I have long seen how poor is ideologically motivated research and it is well known that the Left dislike formal examinations so I expected immediately that the research underlying the claims below would be suspect.  It was more than suspect.  It was moronic.  I used to teach research methods and statistics at the Uni of NSW and I would have failed any student who presented anything like that to me as a research proposal.

It is just dishonest.  The answers they wanted were transparent and the respondents duly gave the researchers what was expected.  There were just 3 questions in the survey and all were worded in a way hostile to the existing arrangements.  There was not the slightest attempt at balance or to ask more subtly worded questions.  There were no questions expressing approval of the existing arrangements

In my research career  I had a lot published on the desirability of balanced wording -- wording designed to avoid acquiescent response bias.  And I repeatedly found that many people would agree with both a statement and its opposite.  They tended, in other words, to say Yes to anything in answering a survey.  But you cannot detect that unless you have from the beginning in your survey oppositely worded questions.  The present survey did not.  It is moron stuff that should be ignored.

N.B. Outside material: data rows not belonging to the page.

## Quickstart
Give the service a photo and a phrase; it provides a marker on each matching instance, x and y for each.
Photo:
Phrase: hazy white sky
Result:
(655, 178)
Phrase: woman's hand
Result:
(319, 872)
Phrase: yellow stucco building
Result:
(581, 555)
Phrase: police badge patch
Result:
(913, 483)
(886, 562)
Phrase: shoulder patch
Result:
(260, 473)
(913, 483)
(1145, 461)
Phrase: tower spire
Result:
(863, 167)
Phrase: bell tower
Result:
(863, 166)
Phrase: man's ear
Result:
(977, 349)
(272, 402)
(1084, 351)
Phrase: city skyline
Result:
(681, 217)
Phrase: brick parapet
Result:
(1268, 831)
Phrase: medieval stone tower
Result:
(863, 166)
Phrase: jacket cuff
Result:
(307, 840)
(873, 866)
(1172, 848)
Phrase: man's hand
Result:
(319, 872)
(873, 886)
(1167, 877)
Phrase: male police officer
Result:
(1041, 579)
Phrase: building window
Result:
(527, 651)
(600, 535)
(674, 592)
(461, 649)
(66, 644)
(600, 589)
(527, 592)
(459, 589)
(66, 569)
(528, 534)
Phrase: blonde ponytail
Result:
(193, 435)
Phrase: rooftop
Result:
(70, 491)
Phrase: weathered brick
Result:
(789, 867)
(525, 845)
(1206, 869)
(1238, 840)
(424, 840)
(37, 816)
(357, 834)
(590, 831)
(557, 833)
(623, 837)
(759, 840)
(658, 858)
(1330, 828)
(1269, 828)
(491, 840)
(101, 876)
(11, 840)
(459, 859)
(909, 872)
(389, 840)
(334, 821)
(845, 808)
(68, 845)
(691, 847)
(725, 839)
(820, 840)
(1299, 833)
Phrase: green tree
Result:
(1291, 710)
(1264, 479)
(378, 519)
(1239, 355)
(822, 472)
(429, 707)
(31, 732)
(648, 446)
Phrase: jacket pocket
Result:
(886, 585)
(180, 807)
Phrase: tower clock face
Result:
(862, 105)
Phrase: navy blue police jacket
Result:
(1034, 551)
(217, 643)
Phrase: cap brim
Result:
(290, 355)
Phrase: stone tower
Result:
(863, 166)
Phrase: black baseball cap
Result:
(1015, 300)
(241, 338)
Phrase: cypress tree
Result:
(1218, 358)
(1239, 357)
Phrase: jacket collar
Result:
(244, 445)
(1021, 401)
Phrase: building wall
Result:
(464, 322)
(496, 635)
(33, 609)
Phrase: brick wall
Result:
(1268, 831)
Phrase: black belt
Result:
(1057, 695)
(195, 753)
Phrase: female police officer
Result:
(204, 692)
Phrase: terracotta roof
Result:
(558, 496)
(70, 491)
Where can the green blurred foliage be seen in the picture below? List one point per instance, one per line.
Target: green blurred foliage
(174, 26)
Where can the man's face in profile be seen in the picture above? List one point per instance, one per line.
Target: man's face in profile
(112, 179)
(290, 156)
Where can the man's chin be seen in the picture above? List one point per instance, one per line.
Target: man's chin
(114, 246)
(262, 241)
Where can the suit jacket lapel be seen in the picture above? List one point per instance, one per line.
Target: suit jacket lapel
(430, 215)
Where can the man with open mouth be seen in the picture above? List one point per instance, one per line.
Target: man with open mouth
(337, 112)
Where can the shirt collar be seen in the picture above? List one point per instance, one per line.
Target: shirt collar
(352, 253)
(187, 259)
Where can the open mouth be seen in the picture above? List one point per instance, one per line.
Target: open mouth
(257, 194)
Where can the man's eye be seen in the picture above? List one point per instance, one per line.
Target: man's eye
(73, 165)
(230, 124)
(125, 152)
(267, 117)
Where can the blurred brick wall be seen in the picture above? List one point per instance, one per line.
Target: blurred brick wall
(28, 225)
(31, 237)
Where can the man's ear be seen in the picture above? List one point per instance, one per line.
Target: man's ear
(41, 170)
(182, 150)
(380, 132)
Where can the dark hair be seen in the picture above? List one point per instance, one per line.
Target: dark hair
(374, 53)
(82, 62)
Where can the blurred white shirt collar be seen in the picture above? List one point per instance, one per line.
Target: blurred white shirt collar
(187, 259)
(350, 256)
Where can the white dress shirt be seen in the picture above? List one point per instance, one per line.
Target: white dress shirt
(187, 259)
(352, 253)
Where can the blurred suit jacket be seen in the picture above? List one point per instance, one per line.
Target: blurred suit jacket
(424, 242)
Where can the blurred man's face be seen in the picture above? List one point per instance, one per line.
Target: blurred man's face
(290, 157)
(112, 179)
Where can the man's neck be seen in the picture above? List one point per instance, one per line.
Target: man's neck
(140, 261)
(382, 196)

 I could very easily design another survey with different questions that would come to the opposite conclusions.



On the first day of the 2019 Higher School Certificate exams, UNSW Sydney’s Gonski Institute for Education is releasing new survey findings that show most people want student ability and talents outside of end-of-school exam results to be factors used in determining their university entry ranking.

And two thirds feel the reliance on the Australian Tertiary Admission Rank (ATAR) for university entry creates unnecessary pressure on Year 12 students.

These results from a new national survey undertaken by UNSW Sydney’s Gonski Institute for Education come as high school students in most states are about to sit their final exams.

Institute Director, Professor Adrian Piccoli, a former NSW Education Minister, said the UNSW survey results support academic research that suggests relying on an end-of-school series of exams as the primary means to gain entry to a university is not the best predictor of a student’s overall ability, nor are they the most equitable.

Professor Piccoli said: “There is a growing body of work that shows one off exams, which are supposedly meant to measure a student’s whole of school experience, often do not accurately measure their skills, potential or overall ability”.

“Like NAPLAN, the HSC scores are used to measure a very narrow range of student abilities which, under the current ATAR system, creates an enormous amount of pressure for all those involved.”

A total of 80 per cent of all respondents to the Gonski Institute survey agreed university requirements should also consider a student’s ability and talents outside the classroom.

While over 57 per cent say ATAR scores create unnecessary pressure on Year 12 students, that number rises to 75 per cent for people who finished high school but did not do any tertiary study.

Professor Piccoli said: “Schools are also under pressure to ensure their students achieve high ATAR scores. School ranking tables created from Year 12 exam results effect a school’s reputation and this measure doesn’t necessarily reflect the quality of education available at schools but rather how their students performed in various tests.”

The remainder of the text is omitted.